Senior Thesis Guidelines

Please note that these guidelines are intended to complement information about the Honors Program at Wesleyan maintained by the Registrar’s Office. This document represents the University requirements for all Honors candidates, including those in the Department of Religion.

A thesis at Wesleyan represents a very serious endeavor that will produce an original work of scholarship based on extensive independent research and fashioned through deliberate methodological and theoretical choices.  Sources might include media, textual, and ethnographic, and other materials.  It will be evaluated with the rigor reserved for this level of scholarship.

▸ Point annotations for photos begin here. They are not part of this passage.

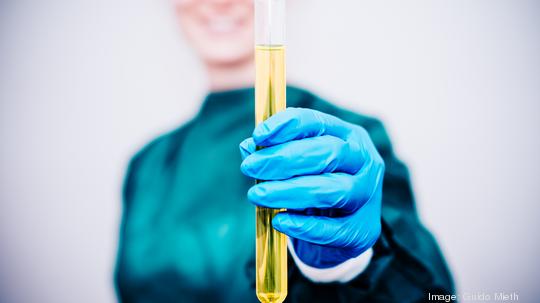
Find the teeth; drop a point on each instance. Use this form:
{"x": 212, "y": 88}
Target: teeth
{"x": 221, "y": 25}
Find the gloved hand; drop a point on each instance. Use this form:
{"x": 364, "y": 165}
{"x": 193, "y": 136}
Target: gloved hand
{"x": 327, "y": 174}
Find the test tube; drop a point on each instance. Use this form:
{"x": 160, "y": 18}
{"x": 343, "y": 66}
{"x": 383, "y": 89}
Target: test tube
{"x": 270, "y": 98}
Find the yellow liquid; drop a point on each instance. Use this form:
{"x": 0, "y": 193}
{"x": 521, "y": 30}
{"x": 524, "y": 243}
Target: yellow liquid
{"x": 271, "y": 245}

The advisor works to guide the writer, but not direct her or him.  The writer bears responsibility for determining the pace of the research and writing, although she or he may ask the advisor for help in establishing milestones throughout the project.  The writer and advisor will determine how they will structure their interactions, although the writer bears ultimate responsibility for maintaining the pace of the project’s progress.

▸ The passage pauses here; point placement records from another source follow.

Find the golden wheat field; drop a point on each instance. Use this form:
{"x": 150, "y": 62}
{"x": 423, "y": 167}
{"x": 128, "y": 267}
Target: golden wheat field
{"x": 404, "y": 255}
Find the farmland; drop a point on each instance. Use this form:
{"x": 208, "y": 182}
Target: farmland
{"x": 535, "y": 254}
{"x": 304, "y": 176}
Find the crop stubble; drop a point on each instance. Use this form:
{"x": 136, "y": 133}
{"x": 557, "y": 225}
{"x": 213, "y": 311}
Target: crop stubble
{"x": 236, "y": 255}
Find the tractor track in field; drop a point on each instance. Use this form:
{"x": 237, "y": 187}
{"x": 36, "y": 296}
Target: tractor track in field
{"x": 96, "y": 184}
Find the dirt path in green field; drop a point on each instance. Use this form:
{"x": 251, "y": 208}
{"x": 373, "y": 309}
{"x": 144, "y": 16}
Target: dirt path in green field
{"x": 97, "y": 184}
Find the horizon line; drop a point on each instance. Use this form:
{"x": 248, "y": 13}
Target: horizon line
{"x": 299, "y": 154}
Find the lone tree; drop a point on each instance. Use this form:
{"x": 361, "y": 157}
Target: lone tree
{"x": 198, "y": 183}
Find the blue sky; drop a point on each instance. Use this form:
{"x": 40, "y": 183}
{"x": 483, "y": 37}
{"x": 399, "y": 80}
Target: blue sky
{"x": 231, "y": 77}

A senior thesis differs from a senior essay in the matters of length and honors.  Essays have tended to be 30 to 50 pages long.  Theses ideally range from 80 to 150 pages in length.  Only senior theses, not essays, are eligible for departmental honors.

Proposing a Thesis

Candidates must declare their interest in writing a thesis and a general idea of their topic in a 2-3 page proposal and a bibliography, to be turned in to the Department chair by the last Friday in April. The proposal should be a description of the intellectual problem of the thesis and the method to be used (whether it will be historical, ethnographic, etc.). Students should list three faculty members who would make good thesis tutors, in order of preference. Ideally students will meet with potential advisors so as to get feedback on the project. The department will determine which theses will move forward with which faculty, and may possibly reject some proposals (for reasons such as feasibility). Students will be notified of the department’s decision before classes end in May.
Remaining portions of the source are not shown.